The Atlantic division could have been about to change significantly for the Rangers and without them making a single move. The stark reality however is that the division’s order of power won’t change. The Philadelphia Flyers spectacularly went out and got All Star defenseman Shea Weber’s signature on a $110m, 14 year contract with a bold offer sheet. The Predators now has seven days to match the offer, something they are likely to do.
Nashville has what appears to be a straight forward decision to make. Weber is the face of their franchise (despite the presence of elite goaltender Pekka Rinne), an absolute game changing defenseman and a player who may not even have hit his absolute prime yet. Nashville has a large amount of cap space and still need to make the cap floor, something that matching the Flyers offer will help them hit.
In the end, Nashville will likely have to match. However, as Suit noted on Twitter, it’s not just the offer in totality that will be difficult for them to swallow. The front loading is the real issue. Despite their recent success, they are still a small market team and not yet producing the revenue it takes to hand out deals of this nature.
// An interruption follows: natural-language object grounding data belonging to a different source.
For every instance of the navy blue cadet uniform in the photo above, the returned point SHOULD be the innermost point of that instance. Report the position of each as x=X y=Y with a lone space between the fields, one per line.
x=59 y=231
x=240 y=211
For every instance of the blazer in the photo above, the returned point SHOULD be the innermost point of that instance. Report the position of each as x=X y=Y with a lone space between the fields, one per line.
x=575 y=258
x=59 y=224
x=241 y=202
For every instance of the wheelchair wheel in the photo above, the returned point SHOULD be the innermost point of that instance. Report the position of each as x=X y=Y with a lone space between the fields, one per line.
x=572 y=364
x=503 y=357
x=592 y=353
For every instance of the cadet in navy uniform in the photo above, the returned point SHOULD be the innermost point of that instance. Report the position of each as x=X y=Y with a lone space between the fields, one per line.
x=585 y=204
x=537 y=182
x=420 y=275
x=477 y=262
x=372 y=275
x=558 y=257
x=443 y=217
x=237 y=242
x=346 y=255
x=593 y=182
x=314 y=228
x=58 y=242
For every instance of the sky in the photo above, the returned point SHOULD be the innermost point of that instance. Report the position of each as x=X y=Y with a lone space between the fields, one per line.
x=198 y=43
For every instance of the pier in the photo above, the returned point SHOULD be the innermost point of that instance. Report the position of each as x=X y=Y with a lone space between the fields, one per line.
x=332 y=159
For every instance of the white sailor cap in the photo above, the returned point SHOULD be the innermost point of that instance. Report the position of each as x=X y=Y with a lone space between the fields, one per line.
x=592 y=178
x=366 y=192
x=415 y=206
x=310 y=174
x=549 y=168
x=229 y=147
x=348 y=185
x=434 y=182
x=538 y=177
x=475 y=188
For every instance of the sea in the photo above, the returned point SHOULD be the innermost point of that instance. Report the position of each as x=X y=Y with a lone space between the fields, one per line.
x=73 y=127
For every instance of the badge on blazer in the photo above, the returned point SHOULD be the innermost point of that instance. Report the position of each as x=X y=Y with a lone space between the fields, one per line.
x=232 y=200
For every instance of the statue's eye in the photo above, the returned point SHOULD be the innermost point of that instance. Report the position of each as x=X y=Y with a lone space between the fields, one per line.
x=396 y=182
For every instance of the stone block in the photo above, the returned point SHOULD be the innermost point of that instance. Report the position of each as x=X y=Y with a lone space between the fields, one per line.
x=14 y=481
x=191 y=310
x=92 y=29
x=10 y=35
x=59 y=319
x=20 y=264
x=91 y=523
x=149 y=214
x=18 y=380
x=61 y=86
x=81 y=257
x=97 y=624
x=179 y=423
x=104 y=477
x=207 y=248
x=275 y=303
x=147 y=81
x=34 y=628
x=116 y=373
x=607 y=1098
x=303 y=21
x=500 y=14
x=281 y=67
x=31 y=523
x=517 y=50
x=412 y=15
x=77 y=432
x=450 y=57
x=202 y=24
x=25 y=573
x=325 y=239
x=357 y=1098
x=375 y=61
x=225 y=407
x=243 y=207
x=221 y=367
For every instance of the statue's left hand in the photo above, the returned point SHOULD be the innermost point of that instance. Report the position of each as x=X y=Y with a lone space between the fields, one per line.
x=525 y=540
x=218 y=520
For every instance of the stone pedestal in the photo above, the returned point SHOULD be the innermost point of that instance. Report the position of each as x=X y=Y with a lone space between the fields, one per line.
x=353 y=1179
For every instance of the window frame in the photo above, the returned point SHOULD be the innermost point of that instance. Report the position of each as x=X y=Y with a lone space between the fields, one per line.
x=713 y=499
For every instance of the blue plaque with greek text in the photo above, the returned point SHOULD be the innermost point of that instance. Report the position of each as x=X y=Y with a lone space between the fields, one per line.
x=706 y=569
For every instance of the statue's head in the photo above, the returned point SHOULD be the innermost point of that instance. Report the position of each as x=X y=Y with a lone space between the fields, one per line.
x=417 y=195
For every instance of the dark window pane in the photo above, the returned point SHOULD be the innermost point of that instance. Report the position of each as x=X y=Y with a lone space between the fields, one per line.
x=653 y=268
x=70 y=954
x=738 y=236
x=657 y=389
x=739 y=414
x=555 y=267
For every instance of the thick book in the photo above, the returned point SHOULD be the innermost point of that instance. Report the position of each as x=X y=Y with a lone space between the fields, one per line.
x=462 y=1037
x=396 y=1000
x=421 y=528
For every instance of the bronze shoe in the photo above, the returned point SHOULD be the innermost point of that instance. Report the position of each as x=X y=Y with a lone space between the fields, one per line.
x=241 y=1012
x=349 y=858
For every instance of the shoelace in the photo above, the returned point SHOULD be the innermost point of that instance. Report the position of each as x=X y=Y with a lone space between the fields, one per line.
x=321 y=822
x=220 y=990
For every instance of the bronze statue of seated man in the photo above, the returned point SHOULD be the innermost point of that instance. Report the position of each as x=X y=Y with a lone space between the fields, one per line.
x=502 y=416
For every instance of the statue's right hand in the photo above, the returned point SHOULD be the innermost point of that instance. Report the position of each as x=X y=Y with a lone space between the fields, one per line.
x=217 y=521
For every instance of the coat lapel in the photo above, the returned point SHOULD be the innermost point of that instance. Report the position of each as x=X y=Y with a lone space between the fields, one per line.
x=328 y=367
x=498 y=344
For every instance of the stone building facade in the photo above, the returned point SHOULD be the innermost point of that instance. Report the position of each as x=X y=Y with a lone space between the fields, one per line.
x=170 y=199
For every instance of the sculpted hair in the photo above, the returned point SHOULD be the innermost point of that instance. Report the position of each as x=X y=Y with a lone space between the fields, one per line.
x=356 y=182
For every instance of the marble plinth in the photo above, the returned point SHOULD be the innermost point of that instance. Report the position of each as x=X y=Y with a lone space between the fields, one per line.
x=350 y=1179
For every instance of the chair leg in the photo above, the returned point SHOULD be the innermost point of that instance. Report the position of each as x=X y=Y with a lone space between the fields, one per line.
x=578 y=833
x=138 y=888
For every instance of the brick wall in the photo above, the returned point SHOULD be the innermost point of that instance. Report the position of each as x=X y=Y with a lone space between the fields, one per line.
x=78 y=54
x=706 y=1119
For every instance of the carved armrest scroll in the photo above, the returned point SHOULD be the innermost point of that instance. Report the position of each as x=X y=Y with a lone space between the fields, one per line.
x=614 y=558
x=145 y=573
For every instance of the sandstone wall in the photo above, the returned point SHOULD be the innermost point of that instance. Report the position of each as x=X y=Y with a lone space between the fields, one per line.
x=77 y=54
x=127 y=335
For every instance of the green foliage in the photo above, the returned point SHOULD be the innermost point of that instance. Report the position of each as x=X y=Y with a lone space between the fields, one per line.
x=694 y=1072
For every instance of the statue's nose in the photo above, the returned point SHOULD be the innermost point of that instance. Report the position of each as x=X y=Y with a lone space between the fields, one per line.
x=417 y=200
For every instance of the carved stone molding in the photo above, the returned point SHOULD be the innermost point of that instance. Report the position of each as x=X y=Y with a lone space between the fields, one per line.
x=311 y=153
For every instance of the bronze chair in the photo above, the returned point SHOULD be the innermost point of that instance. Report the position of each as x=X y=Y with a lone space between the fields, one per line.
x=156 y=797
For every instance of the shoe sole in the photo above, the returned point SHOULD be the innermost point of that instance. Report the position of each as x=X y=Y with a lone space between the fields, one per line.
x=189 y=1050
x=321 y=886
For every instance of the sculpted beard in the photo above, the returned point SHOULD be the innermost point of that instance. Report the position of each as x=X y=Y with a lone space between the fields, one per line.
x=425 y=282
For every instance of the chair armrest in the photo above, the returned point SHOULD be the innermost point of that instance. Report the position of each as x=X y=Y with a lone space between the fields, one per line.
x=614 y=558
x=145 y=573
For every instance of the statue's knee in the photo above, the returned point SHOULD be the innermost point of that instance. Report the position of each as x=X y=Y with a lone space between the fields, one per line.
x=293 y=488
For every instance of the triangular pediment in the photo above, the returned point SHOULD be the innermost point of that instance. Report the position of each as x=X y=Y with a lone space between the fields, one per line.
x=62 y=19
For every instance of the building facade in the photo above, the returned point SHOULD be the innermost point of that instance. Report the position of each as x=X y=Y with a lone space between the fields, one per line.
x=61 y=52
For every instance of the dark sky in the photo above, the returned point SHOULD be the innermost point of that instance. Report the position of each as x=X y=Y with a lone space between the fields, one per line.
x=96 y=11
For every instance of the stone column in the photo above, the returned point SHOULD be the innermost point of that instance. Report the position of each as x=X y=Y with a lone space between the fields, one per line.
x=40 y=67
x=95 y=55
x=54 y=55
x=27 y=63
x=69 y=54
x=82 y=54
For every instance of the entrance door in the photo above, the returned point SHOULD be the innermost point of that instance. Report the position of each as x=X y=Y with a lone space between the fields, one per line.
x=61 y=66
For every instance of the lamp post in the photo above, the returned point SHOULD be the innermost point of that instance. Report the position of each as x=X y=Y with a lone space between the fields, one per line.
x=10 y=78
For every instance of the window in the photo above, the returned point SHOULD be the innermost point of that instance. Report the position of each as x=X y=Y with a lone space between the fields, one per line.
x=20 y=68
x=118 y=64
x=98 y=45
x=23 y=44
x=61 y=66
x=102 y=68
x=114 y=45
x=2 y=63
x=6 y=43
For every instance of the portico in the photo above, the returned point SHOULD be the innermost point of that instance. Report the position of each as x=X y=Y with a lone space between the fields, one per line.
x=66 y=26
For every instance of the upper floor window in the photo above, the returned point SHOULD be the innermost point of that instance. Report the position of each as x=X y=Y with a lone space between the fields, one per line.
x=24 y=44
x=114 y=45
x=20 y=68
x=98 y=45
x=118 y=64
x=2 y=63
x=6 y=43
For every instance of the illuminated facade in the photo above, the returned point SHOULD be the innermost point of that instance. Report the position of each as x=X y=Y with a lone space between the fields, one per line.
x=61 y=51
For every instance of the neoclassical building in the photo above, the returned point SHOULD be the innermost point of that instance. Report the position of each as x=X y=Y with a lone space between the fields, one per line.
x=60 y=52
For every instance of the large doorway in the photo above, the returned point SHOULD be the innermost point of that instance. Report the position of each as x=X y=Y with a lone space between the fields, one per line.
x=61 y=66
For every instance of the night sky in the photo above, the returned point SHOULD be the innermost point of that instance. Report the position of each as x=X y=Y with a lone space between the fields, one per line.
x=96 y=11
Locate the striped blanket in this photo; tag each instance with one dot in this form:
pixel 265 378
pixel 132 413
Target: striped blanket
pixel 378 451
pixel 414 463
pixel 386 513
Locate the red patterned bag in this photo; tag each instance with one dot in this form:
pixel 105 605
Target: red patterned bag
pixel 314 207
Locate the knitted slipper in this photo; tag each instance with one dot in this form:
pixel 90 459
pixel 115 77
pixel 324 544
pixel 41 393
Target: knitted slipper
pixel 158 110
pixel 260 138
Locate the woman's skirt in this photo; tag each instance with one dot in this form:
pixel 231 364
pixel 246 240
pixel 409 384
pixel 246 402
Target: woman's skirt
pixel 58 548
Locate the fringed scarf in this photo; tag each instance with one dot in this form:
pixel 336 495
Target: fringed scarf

Then there is the compensation element, which will be the Flyers’ next four first round picks. While the picks are a handsome haul, none guarantee to produce a player equal to Weber especially when you consider the Flyers’ picks likely being toward the end of each round given their probable status as a contender with Weber in the fold.
In addition, should Nashville have traded Weber the return would have probably been much greater than the compensation received for an offer sheet. The Predators level of competitiveness/on ice product would also be set back years without Weber and waiting for any subsequent draft picks to develop. This is all without factoring in the loss of Ryan Suter to the Wild and the likelihood of alienating a fan base already dealing with the Suter loss. At the least, a franchise has to sell hope.
Any Rangers fans hoping for a Weber acquisition can stop dreaming. It is either Nashville or Philadelphia for the big blueliner. Rangers’ fans also need to realise that while Weber would be a huge upgrade, the defense is far from an area of concern for the Blueshirts.
With Dan Girardi and Marc Staal both excellent rearguards in their own right the Rangers could also have their own dominant blueliner in the form of Ryan McDonagh. McDonagh has already developed at an exceptional pace and there’s no reason to suggest he can’t get much better. His maturity level and hockey intelligence are off the charts and his offensive game has developed quicker than many anticipated. While he may not have the shot of Weber (aside from Zdeno Chara, who has?) once he’s fully developed he could come close to matching the Nashville star’s physicality and overall defensive ability.
It appears to me some Rangers fans are, at times guilty of possessing ‘the grass is greener on the other side’ attitude. The Rangers have an incredibly solid defensive core with Girardi, Staal, McDonagh and Del Zotto – himself still far from the finished article. They’re all young and perhaps none have yet peaked. With guys such as Tim Erixon and Dylan McIlrath (perhaps a Shea Weber type down the road) in the system the Rangers still have plenty more talent on the blueline developing.
The Rangers blueline is among the league’s best. While Weber would be a great add in New York the Rangers are better off spending serious dollars in the offense by adding an elite forward to be a difference maker.